Other related conditions

There are actually many different conditions related to developmental trauma exposure. Some can stand alone without a trauma connection, but can still be contributing to your child’s issues. Those might include:

  • ADHD (Research it! Not all kids with ADHD have hyperactive behavior.)
  • Sensory Processing Disorder (SPD)
  • Intermittent Explosive Disorder (IED)
  • Oppositional Defiant Disorder (ODD)

The challenge of complex developmental trauma

Here’s what makes all of this so challenging. Not all kids who struggle with these issues present the same way. First of all, each kid is a unique individual with their own story and experiences.  All these issues will also present themselves differently depending on the child’s age, the type and intensity of the trauma they’ve been exposed to, and the child’s own resiliency and personality.

Second, none of these conditions mentioned above are stand-alone conditions for trauma kids. The same things that cause RAD also cause CPTSD and can also drive other things like ADHD and SPD, especially prenatal drug or alcohol exposure was part of the mix. It’s often impossible to tell where one ends and the other begins.

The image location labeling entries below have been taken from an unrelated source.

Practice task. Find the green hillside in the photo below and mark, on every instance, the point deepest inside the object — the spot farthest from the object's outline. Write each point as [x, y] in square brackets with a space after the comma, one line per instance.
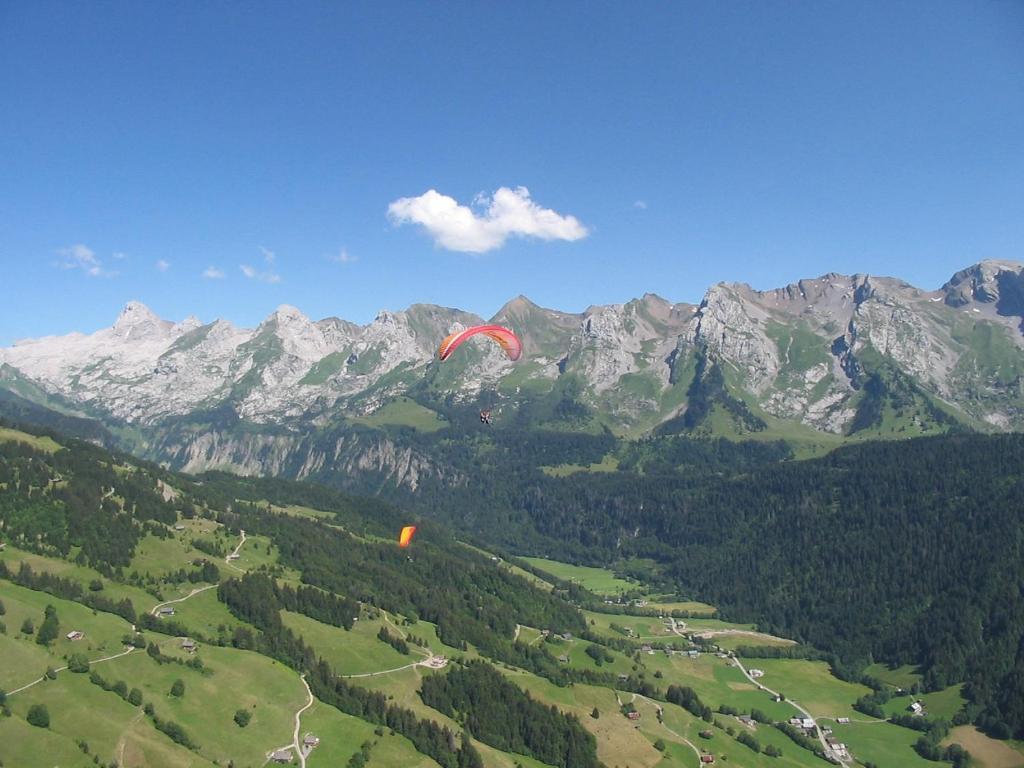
[318, 589]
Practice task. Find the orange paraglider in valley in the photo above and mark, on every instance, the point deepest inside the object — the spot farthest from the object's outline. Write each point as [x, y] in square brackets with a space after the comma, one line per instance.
[407, 536]
[508, 340]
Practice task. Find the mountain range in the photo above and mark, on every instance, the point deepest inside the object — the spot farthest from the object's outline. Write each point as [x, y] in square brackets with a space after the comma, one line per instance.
[834, 357]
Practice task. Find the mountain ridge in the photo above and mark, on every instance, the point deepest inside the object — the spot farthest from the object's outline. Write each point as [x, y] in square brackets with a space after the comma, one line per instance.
[836, 354]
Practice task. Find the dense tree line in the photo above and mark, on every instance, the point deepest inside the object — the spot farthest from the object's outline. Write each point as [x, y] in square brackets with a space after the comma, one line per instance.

Furthermore, while each of these conditions may have their own set of diagnostic criteria and treatment recommendations, they don’t account for early childhood trauma exposure. Trauma kids usually have 5-6 different diagnoses that all get mushed together and compound on each other and the recommended treatments for each piece often conflict with each other. 

Those 5-6 different things are also subjective and based on the provider’s knowledge, experience, and expertise. Many trauma kids are also diagnosed with things like autism, bipolar, and other forms of mental illness. Sometimes those diagnoses are correct. Sometimes they aren’t…and if they aren’t, the pieces that have been missed or misdiagnosed likely aren’t being properly or effectively treated.  

It is also common for symptoms not to show up for several months or even years, especially if a child was adopted when they were fairly young. Some issues such as FASD and ADHD don’t show up until a child is in school. Don’t misread that, though. These issues aren’t a disease like cancer. They will not be there one day and then suddenly appear out of nowhere down the road. They’re either there or they aren’t.

What often happens is that parents and professionals overlook the warning signs for a time or assume what they are seeing is really something else they are more familiar with. This is especially true if there aren’t a lot of details about the child’s history or neither the parents or the professionals understand what happens when all these issues compound on each other.

Knowledge is power

With all these different variables, it’s no wonder so many kids and families are struggling! No wonder so many adoptions fail and treatments don’t work. No wonder our schools are clueless and therapists don’t get it!

The only way we will be able to truly help our kids is if we take a proactive and assertive approach and we as parents learn everything we can about their issues and conditions. Simply put, we can’t fix or even treat or even appropriately parent what we don’t know about. Nor can we effectively advocate for our kids.